Fishbone (Ishikawa) Diagram
Five Whys gives you a chain. Fishbone gives you a map. Software bugs almost always need the map.
Kaoru Ishikawa's cause-categorisation diagram from 1960s Japanese manufacturing. Problem at the head, categories as bones, sub-causes branching off each bone. It's a structured cause-analysis technique, not a retrospective format — use it inside a post-incident retro when the cause is likely multi-factorial.
When to use
Inside a post-incident retrospective, on a specific incident with likely multiple contributing causes — most software incidents. Five Whys assumes one cause and gives you blame; Fishbone assumes many and gives you a map. Skip it as a whole-retrospective format; it isn't one. Skip it for incidents with a clear single chain of causation — Five Whys is faster and the diagram adds nothing.
How it runs
State the problem at the head
One sentence, specific, agreed by the room. 'Production was down for 47 minutes on Tuesday afternoon.' Not 'reliability is bad.' The whole diagram hangs off this sentence; vague problem, vague diagram.

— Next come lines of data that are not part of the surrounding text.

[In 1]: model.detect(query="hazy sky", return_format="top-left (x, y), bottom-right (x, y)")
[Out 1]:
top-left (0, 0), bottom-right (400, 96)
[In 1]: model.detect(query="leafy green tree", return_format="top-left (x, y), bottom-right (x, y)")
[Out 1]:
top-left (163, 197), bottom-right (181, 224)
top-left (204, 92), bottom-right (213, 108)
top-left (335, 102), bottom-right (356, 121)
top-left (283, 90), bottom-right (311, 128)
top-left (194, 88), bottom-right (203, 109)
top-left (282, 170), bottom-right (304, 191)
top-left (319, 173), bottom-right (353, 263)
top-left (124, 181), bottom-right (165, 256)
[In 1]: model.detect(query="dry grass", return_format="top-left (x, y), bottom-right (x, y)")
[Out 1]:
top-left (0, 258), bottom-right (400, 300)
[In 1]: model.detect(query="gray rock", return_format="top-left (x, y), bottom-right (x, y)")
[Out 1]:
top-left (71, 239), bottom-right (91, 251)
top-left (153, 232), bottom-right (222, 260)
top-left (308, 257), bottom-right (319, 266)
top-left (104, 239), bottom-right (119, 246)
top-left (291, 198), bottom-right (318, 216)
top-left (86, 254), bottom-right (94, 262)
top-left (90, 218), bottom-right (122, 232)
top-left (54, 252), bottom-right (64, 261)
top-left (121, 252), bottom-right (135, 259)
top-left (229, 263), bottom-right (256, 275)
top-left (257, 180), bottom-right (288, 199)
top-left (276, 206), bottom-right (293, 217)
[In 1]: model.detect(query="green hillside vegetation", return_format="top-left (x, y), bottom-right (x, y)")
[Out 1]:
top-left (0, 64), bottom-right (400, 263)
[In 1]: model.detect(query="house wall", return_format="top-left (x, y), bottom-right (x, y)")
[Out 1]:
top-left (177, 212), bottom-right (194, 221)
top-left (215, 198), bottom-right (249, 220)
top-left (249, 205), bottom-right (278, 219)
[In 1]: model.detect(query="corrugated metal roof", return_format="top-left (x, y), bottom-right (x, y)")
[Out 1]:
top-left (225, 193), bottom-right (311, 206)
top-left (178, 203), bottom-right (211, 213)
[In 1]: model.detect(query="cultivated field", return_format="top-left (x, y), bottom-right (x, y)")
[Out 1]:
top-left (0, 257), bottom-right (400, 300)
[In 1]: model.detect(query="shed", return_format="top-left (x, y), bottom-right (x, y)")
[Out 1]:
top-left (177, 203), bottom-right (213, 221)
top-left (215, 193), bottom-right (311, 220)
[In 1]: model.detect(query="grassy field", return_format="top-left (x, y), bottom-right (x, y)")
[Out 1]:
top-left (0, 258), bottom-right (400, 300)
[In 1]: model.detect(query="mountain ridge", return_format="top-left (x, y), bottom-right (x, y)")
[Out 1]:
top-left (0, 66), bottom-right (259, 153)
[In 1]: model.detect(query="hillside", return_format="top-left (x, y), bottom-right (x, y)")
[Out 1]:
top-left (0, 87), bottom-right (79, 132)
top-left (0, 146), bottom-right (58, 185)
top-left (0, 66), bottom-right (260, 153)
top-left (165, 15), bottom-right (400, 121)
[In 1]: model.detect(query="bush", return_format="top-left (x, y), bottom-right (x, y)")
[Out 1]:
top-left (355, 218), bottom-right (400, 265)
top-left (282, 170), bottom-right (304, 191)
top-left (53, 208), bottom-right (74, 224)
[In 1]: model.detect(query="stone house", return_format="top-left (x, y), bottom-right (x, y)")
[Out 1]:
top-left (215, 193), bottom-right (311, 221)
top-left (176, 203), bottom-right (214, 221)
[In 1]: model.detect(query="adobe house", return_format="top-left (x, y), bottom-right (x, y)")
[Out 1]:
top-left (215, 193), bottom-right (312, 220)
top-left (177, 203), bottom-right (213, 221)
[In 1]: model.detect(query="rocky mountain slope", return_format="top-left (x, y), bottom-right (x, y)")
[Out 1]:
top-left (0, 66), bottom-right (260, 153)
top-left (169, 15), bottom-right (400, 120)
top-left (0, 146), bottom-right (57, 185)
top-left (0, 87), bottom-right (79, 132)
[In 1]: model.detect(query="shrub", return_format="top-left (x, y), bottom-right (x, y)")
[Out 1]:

Pick six categories — for software, not factories
Ishikawa's original 6 Ms (Manpower, Method, Material, Machine, Measurement, Mother Nature) are factory-floor relics. For software, use Code, Tooling, Process, People, Externals, Comms. Localise the categories or the team will spend the meeting arguing about which category 'flaky test' falls into.
Branch causes off each bone
Per category, what plausibly contributed. Don't filter — write everything that might have helped cause the incident, even weakly. Filtering is the next step; this step is breadth.
Sub-branch where causes have causes
Each cause can spawn its own sub-causes. Ishikawa's original technique recursively whys each branch — a hybrid with Five Whys, scoped to one bone at a time.
Pick the high-leverage causes
Look at the diagram. The ones that show up in multiple categories, the ones with the densest sub-branches — those are the high-leverage targets. Pick two; commit to action on each.
Why it works
Software incidents almost always have multiple weakly-coupled contributing causes — a flaky test, a deploy that skipped a check, a runbook that didn't cover the case, an alerting blind spot, a hand-off that lost context. Five Whys forces you to pick a single chain through that mess; Fishbone lets you keep all the threads on the page. The map shows where the contributing causes overlap, which is where the highest-leverage fix lives.
Variations
- Drop categories you don't have anything for. A Fishbone with three bones is fine; padding empty bones with weak causes makes the diagram lie.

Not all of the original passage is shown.